In 1964, New York City hosted a World’s Fair that drew more than 50 million visitors to the city, eager to explore more than 140 pavilions sponsored by leading American corporations expressing the gathering’s theme of “Peace Through Understanding.” In that uncynical era, few found that aspiration ironic.

My parents wrote and produced the “Official Children’s Record Album” for the World’s Fair, which consisted of two flexible plastic 33 1/3rd “Hi-FI LPS.” The catchy tunes, from “Jump to New York” and “Hop to the Fair,” featuring my mom’s soprano voice, permeated our Manhattan apartment for the duration of the fair. My kid brother and I memorized the lyrics to “The Subway Alphabet,” and “Statue of Liberty, Hello.” For the grand sum of one dollar, a child could attend the fair and marvel at the iconic Unisphere globe, with its orbiting satellite bands, which still graces the Flushing Meadows landscape.

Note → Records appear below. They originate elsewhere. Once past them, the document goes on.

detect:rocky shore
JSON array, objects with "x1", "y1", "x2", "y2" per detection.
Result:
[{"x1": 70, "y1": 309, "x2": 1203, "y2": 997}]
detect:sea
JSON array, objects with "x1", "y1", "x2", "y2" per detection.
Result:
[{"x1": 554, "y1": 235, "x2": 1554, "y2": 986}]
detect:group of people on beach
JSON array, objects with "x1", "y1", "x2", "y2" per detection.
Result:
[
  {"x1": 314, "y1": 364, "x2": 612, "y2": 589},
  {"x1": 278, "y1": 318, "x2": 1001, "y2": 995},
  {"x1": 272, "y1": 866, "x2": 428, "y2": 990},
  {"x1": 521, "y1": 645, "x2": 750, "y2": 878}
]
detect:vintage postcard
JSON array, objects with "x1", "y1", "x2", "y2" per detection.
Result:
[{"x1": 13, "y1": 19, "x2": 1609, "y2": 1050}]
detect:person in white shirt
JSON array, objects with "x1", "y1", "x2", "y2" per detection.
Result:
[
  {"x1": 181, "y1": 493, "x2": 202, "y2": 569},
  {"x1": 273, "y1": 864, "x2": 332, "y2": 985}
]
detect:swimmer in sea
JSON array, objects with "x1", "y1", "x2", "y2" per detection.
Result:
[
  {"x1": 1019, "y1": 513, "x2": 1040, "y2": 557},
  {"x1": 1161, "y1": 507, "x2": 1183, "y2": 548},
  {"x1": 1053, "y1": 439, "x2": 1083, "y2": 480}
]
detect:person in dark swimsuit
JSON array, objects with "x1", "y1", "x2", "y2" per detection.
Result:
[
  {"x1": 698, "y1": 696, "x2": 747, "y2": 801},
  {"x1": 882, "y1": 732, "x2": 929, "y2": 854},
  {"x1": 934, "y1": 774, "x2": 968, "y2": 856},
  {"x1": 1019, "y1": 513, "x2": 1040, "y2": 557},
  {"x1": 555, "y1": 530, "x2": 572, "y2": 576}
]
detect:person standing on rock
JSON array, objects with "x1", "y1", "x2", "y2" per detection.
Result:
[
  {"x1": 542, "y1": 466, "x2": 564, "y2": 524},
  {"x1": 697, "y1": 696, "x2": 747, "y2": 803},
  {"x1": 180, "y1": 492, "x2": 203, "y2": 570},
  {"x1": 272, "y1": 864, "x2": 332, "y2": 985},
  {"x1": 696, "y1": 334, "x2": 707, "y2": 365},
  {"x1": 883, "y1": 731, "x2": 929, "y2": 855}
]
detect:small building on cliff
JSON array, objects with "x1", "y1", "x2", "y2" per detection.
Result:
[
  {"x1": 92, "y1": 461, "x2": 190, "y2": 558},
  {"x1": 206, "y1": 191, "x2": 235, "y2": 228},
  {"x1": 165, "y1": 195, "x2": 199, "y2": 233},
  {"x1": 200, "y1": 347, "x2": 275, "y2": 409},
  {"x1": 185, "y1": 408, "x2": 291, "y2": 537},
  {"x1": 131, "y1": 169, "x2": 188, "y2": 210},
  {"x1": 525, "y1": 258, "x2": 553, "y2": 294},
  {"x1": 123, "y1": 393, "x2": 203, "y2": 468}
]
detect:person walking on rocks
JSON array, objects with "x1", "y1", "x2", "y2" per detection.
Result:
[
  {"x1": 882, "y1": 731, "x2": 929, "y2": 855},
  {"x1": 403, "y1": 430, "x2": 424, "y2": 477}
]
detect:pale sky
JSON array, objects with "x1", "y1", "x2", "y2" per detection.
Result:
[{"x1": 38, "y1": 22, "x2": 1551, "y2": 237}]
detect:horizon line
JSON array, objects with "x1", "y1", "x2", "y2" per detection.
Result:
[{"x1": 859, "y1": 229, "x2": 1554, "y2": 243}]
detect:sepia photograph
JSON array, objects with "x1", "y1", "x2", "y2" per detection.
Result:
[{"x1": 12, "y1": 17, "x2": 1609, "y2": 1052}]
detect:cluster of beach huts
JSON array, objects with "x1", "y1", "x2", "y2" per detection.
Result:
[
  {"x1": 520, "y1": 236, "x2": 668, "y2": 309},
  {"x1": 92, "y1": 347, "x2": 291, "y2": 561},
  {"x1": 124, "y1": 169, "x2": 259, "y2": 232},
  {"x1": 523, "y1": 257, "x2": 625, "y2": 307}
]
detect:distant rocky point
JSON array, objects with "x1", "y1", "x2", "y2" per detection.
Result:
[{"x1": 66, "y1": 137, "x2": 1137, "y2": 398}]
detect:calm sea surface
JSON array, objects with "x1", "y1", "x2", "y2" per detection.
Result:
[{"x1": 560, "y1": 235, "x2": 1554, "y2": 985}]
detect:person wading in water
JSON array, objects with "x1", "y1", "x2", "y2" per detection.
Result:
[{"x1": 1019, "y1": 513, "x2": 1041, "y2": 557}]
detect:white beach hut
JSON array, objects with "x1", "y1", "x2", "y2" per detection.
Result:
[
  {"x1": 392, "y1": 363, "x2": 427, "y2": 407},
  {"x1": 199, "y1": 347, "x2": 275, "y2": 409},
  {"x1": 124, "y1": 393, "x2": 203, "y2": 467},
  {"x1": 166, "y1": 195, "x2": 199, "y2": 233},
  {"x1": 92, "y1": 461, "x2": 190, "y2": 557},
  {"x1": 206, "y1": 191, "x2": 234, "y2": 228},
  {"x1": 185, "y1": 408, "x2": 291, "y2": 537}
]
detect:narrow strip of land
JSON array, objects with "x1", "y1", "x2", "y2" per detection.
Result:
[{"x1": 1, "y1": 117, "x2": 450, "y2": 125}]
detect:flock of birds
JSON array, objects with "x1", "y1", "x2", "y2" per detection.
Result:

As a co-winner of my grade school Science Fair, for which I built a rudimentary electric circuit in a cigar box, I studied the technology exhibits with a keen eye. In that pre-internet age, I scratched my head about the possible applications for a telephone modem. By contrast, the picture telephone and a demonstration of a light pen captured my imagination. My brother and I trotted to the expansive space pavilion, where we could come within a few feet of astronaut Scott Carpenter’s Mercury space capsule and also preview the futuristic Apollo capsule and lunar lander. RCA featured a color television studio, the Ford Motor Company previewed the sleek 1964 Mustang and the state of Wisconsin brought in an exhibit housing the “World’s Largest Cheese.” What more could a kid wish to see?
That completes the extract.